Most people are debugging their wording. The real problem is their framing.
A guy in r/PromptEngineering spent six months rewriting the same prompt 12 times. Different words, same mediocre output. He tried shorter prompts. He tried longer prompts. He tried adding “think step by step” and “you are an expert” at the top like some kind of magic spell. Nothing moved the needle. Then he changed the framing entirely. Stopped treating Claude like a search engine. Started treating it like a new hire who showed up on Monday with a good attitude and zero context about the company.
Output doubled.
Here’s the thing about new hires: they don’t need you to script every sentence. They need a clear role. Your standards. A definition of “done.” They need to know what good looks like in your world, not in some generic universe. That’s exactly what most prompts are missing. No role. No standards. No sense of what failure looks like. Just a task floating in a vacuum, and then frustration when the output feels generic. It is generic, because you gave the AI nothing to anchor to.
The prompt is not broken. The onboarding is missing.
The old way vs. the new way
Old way: “Write me a caption for this post.”
New way: “You are my social media strategist for a creative agency in SW Florida. Our clients are local hospitality businesses. Our tone is warm, specific, and never corporate. Write a caption.”
Same request. Completely different output. The second one has a role, a context, a professional standard implied. The AI stops guessing what “good” means and starts performing against a real bar. It knows the geography. It knows the industry. It knows what tone to avoid. You gave it a job description instead of a to-do list, and now it can actually do the job.
Think about what happens when you onboard a real person at a company. You don’t walk up to them on day one and say “write a report.” You explain who the company is, who the audience is, what the company’s voice sounds like, what formats you use, and what gets flagged in review. The person then produces something that actually fits. The AI works the same way. It just onboards faster, costs less, and never asks for PTO.
🛠️ Three things that actually work
1. Give it a title, not a task
Don’t say “write a caption.” Say “you are my social media strategist. Write a caption.” Role first, task second. Every time. This one shift changes the register of the output. The AI is no longer filling in a blank. It is inhabiting a function. A strategist thinks about the audience, the goal, the platform, the brand voice. A task-executor just produces words. You want the strategist. Give it the title and it shows up differently.
This works for every use case. Not just social. “You are my legal editor reviewing contracts for a SaaS company” hits differently than “check this contract.” “You are my executive coach and I’m about to pitch a VC” gets you a different quality of pushback than “give me feedback on my pitch.” The role activates a whole different mode of thinking.
2. Stop pasting context every session
Set it once in a system prompt or a Project and let it persist. Pasting the same 300-word context block every session is just expensive repetition. Do it once, forget it exists, and let the AI remember who it is. More importantly, build the context block properly the first time. Include the audience, the voice, the format preferences, the things you always fix in edits. Think of it as an employee handbook. You write it once, it runs in the background forever, and every output reflects it without you having to remind anyone.
The people getting consistent, high-quality output from AI tools are not better at prompting. They are better at setup. They did the work upfront so they don’t repeat it endlessly downstream.
3. Define failure explicitly
“Never use the word ‘delve’. Never open with ‘Certainly’. No bullet lists when I ask for prose. No hedging language like ‘it’s worth noting that.’ Never summarize what you just said at the end.” Most people tell the AI what to do. The best users also tell it what NOT to do. That is where generic output disappears. The AI has defaults. Some of those defaults are annoying. You can turn them off, permanently, by naming them in the system prompt. This is not a trick. It is just good onboarding. Every good manager tells a new hire what they hate as clearly as they explain what they want.
None of this is complicated. It’s a mindset shift. From querying to onboarding.

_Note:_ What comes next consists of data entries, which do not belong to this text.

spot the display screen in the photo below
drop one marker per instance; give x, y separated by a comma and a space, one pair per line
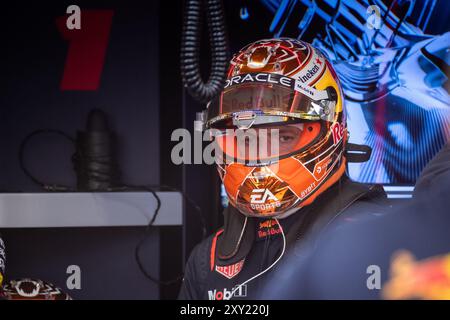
392, 58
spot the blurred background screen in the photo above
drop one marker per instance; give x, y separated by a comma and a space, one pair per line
393, 61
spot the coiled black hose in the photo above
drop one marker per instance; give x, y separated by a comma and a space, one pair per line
190, 49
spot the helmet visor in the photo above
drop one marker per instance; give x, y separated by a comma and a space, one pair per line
266, 143
250, 104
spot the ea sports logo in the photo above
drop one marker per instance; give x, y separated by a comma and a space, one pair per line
337, 131
260, 197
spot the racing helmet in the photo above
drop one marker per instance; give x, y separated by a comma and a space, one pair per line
284, 91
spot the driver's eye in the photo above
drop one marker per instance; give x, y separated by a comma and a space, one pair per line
286, 139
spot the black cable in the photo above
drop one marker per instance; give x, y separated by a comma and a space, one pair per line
196, 207
96, 166
190, 48
144, 237
45, 186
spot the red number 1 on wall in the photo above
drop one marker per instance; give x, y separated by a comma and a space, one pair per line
87, 49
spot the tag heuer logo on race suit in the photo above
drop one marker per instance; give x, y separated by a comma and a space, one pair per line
231, 270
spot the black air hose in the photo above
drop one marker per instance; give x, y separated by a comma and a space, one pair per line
190, 49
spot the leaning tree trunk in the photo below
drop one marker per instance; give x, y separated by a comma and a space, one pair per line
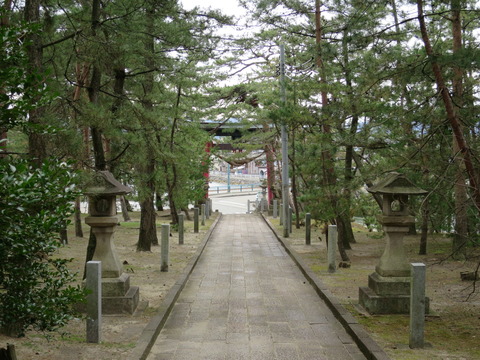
340, 241
123, 206
93, 95
452, 115
424, 234
460, 237
36, 140
148, 230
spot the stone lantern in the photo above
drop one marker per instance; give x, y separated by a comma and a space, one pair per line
388, 290
117, 294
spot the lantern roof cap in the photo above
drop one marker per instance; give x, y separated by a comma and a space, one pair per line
396, 183
103, 183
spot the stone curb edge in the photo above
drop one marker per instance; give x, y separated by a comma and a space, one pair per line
153, 328
366, 344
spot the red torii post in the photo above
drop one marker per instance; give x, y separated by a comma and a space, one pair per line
206, 174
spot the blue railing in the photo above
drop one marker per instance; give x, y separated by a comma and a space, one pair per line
225, 189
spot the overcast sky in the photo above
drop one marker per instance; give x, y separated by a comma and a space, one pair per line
228, 7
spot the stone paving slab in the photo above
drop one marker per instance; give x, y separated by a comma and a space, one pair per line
246, 299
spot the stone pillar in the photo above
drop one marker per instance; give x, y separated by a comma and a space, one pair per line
181, 228
417, 306
195, 220
165, 247
117, 294
290, 219
93, 283
308, 232
388, 290
332, 248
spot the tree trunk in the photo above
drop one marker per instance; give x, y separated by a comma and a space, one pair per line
460, 237
424, 235
158, 201
347, 237
148, 228
348, 171
4, 22
294, 182
341, 242
78, 218
36, 140
123, 206
269, 154
452, 115
93, 95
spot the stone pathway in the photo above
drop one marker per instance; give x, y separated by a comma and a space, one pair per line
246, 299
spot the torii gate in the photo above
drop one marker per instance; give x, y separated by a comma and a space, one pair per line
235, 131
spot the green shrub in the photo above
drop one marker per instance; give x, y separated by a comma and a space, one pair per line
34, 287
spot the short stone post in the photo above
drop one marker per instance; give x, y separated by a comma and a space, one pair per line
417, 306
332, 247
195, 220
181, 228
308, 232
165, 247
290, 219
94, 301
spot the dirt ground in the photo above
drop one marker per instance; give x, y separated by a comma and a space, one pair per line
452, 328
119, 333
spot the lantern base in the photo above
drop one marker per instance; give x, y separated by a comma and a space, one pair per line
387, 295
118, 296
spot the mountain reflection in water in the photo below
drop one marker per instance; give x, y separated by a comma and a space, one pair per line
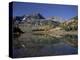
44, 45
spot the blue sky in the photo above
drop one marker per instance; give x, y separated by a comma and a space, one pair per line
47, 10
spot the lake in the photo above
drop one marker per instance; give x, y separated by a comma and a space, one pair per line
33, 45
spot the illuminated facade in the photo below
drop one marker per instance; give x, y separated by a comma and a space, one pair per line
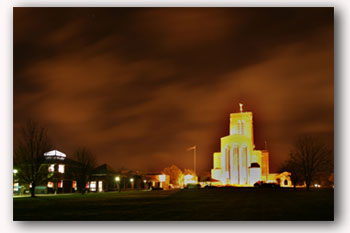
238, 163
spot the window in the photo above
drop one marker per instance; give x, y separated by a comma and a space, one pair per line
50, 184
100, 186
61, 168
52, 168
93, 186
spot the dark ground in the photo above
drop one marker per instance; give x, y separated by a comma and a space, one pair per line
200, 204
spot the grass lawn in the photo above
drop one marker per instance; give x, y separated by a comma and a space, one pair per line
193, 204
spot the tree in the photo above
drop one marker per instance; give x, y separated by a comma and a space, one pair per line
294, 169
86, 163
175, 174
311, 156
29, 156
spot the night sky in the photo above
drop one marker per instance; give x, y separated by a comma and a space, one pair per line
138, 86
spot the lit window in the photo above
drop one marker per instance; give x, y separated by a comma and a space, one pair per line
100, 186
162, 178
15, 187
52, 168
93, 186
61, 168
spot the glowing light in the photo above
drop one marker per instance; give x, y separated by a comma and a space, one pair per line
61, 168
55, 154
190, 179
16, 187
50, 184
60, 184
100, 186
162, 178
93, 186
52, 168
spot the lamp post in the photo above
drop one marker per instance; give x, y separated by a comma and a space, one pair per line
117, 179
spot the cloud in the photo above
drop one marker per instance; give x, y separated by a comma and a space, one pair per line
139, 86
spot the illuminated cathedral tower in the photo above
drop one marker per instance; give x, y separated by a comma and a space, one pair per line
238, 163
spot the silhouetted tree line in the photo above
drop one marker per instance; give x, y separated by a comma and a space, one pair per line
308, 161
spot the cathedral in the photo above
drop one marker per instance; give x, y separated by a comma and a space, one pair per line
239, 163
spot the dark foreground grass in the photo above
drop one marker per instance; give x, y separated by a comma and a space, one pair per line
201, 204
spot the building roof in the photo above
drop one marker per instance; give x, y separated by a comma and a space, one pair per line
104, 169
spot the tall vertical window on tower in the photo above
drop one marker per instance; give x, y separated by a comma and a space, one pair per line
239, 126
243, 128
227, 159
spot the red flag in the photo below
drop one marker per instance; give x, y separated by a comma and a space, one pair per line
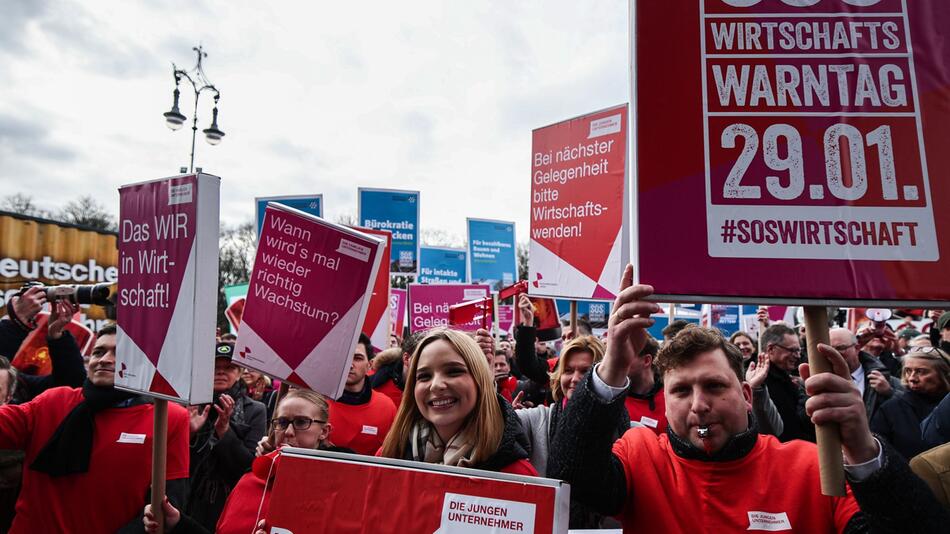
33, 356
472, 310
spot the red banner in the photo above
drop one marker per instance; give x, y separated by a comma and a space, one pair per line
578, 245
358, 494
307, 299
376, 325
796, 156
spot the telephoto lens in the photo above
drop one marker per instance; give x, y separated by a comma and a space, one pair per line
97, 294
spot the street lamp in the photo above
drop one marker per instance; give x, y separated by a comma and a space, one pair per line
199, 82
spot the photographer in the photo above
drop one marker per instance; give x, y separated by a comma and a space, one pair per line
67, 362
21, 312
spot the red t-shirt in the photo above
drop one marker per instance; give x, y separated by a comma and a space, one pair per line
240, 512
113, 491
361, 427
640, 412
391, 390
776, 487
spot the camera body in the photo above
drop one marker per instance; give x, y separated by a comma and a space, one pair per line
97, 294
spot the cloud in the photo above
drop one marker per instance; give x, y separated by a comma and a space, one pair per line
21, 137
17, 16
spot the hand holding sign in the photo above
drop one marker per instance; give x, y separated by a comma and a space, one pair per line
835, 400
626, 329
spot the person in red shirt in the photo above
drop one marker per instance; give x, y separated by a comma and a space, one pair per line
711, 471
507, 384
645, 402
301, 420
90, 444
456, 418
361, 417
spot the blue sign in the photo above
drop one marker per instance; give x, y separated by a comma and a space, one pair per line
491, 253
594, 312
438, 265
312, 204
725, 317
398, 212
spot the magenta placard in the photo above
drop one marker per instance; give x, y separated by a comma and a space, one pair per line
165, 301
306, 300
506, 317
429, 304
397, 309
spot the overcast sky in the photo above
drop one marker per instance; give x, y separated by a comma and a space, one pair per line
317, 97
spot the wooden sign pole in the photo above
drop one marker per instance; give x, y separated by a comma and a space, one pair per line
830, 461
159, 450
573, 318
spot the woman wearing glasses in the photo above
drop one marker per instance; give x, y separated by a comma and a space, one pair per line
926, 375
300, 421
450, 413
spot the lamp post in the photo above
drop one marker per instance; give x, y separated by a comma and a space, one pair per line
199, 82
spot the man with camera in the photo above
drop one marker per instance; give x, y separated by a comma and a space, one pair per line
88, 452
66, 360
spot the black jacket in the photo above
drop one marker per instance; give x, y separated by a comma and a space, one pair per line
789, 399
898, 421
893, 499
532, 366
217, 464
873, 400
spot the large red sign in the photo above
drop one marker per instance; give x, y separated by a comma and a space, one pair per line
578, 244
376, 325
307, 299
168, 264
795, 151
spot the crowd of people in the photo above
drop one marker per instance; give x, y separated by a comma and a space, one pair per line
694, 432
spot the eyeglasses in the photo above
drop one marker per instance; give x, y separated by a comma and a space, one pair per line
300, 423
796, 350
930, 352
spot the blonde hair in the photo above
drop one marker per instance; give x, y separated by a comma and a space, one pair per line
579, 344
318, 400
939, 361
486, 416
386, 357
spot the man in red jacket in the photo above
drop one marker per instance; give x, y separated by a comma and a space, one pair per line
88, 452
361, 417
711, 471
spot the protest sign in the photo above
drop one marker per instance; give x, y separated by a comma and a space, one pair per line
594, 312
579, 235
234, 297
814, 177
308, 296
429, 304
506, 318
168, 280
429, 498
441, 265
376, 325
312, 204
398, 212
662, 320
491, 252
725, 318
397, 309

You are not typing into a search bar. You are briefing a collaborator. And a well-briefed collaborator does not need to be corrected twelve times before they understand the assignment.
Try the job description framing on your next prompt. Write two sentences of role and context before the actual request. You’ll feel the difference immediately.
Frequently Asked Questions
Q: What should I put in my “never do this” list?
Get specific about language you hate. Overused words like “unlock” or “delve,” opening phrases like “Certainly…,” formatting you never want (prose instead of bullets), and brand voice killers. The clearer your don’ts are, the better the AI understands what you actually want.
Q: Do I have to paste my context and role every single session?
Nope. Set it once in a system prompt or Project and forget about it. This persistent memory approach saves time and ensures consistency across all future chats without re-explaining yourself.
Q: Why do people struggle if this works so well?
Most people default to treating AI like a search engine and write detailed procedural prompts. The shift to thinking of AI as a new hire who needs context and standards, not scripts, is counterintuitive, but once you make it, the output quality jumps.
Q: Won’t newer AI models with thinking features make this approach unnecessary?
Newer models can infer context better, but being explicit about your role, standards, and what failure looks like still produces more consistent, personalized results and cuts down on iteration.
I stopped writing prompts and started writing job descriptions. My AI output doubled.